B-16709, MAY 15, 1941, 20 COMP. GEN. 782

CONTRACTS - REFORMATION - JURISDICTION ADMINISTRATIVE OFFICERS OF THE GOVERNMENT MAY NOT REFORM CONTRACTS UNDER WHICH THE UNITED STATES HAS OBTAINED VESTED RIGHTS. THE ACCOUNTING OFFICERS OF THE GOVERNMENT, ON SUBMISSION TO THEM OF THE FACTS FULLY JUSTIFYING, MAY AUTHORIZE ADJUSTMENTS MADE NECESSARY BY MUTUAL MISTAKES IN, OR OMISSIONS FROM, CONTRACTS. IN ANY CASE INVOLVING A CONTRACT NEGOTIATED BY THE WAR DEPARTMENT UNDER AUTHORITY OF PUBLIC, NO. 703, APPROVED JULY 2, 1940, WHERE IT MAY APPEAR THAT THERE HAS BEEN A MUTUAL MISTAKE AND THAT THE CONTRACT DOES NOT EXPRESS THE REAL AND ENTIRE AGREEMENT OF THE PARTIES, THERE SHOULD BE SUBMITTED TO THE GENERAL ACCOUNTING OFFICE, PRIOR TO ANY CHANGE IN OR ADDITION TO THE CONTRACT, EVIDENCE TENDING TO ESTABLISH CLEARLY THE TRUE INTENT OF THE PARTIES, AND REQUESTS FOR DECISIONS IN SUCH MATTERS WILL BE GIVEN CONSIDERATION WHEN SUBMITTED DIRECTLY BY A CONTRACTING OFFICER.

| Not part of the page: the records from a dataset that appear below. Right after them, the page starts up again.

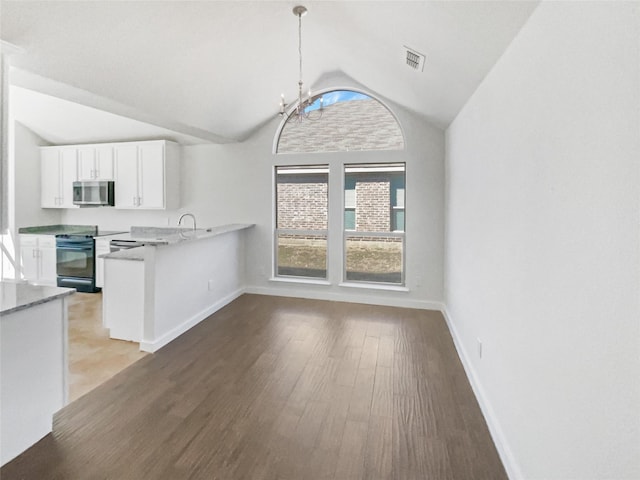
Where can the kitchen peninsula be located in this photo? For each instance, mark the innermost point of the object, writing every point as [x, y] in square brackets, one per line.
[33, 363]
[154, 293]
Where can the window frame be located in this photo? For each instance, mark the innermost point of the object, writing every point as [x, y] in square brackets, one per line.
[391, 234]
[292, 231]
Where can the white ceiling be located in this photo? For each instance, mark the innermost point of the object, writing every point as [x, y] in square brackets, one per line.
[62, 122]
[215, 69]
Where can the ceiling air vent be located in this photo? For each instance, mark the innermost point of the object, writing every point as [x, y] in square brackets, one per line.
[414, 59]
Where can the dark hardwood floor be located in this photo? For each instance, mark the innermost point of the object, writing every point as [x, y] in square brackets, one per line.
[280, 388]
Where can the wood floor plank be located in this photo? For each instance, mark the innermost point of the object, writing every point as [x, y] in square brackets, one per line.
[274, 388]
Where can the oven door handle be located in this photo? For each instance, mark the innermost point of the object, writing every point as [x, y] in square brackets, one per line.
[75, 248]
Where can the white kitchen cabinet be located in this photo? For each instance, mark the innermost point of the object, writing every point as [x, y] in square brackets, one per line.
[38, 259]
[102, 248]
[95, 162]
[59, 169]
[147, 175]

COMPTROLLER GENERAL WARREN TO THE SECRETARY OF WAR, MAY 15, 1941:

I HAVE YOUR LETTER OF MAY 8, 1941, AS FOLLOWS:

UNDER THE AUTHORITY OF THE ACT OF JULY 31, 1894, (28 STAT. 208) ADVANCE DECISION IS REQUESTED UPON THE FOLLOWING MATTER:

IN ADMINISTERING CONTRACTS FOR THE PRODUCTION OF ORDNANCE SUPPLIES, WHICH WERE NEGOTIATED UNDER THE AUTHORITY OF PUBLIC 703, 76TH CONGRESS, APPROVED JULY 2, 1940, IT HAS BEEN DISCOVERED IN SEVERAL INSTANCES THAT BY INADVERTENCE CERTAIN PROVISIONS, WHICH WERE AGREED UPON DURING THE NEGOTIATIONS, WERE OMITTED FROM THE WRITTEN INSTRUMENT. A TYPICAL SITUATION IS THE FOLLOWING:

WITH RESPECT TO CONTRACT NO. W-478-ORD-1305, THE CONTRACTOR HAD IN HIS POSSESSION CERTAIN MACHINE TOOLS OWNED BY THE GOVERNMENT WHICH WERE BEING USED IN THE PERFORMANCE OF AN EDUCATIONAL ORDER CONTRACT. THE CONTRACTOR ENTERED INTO NEGOTIATIONS WITH THE GOVERNMENT FOR A PRODUCTION ORDER CONTRACT. THROUGHOUT THE NEGOTIATIONS IT WAS RECOGNIZED BY ALL PARTIES THAT THESE MACHINE TOOLS WOULD BE USED IN THE PERFORMANCE OF THE PRODUCTION ORDER CONTRACT AND THAT THE PRICE ARRIVED AT WAS PREDICATED UPON USE BY THE CONTRACTOR OF SUCH GOVERNMENT-OWNED TOOLS. A STIPULATION TO THAT EFFECT WAS INCLUDED IN THE REPORT OF NEGOTIATIONS WHICH WAS SUBMITTED TO THE CHIEF OF ORDNANCE AND APPROVED BY HIM IN ACCORDANCE WITH THE CUSTOMARY PROCEDURE. HOWEVER, WHEN THE CONTRACT WAS DRAFTED, AN ARTICLE PERMITTING THE USE OF GOVERNMENT-OWNED MACHINE TOOLS WAS INADVERTENTLY OMITTED. THIS OMISSION WAS NOT DISCOVERED UNTIL AFTER THE CONTRACT WAS COMPLETELY EXECUTED AND APPROVED.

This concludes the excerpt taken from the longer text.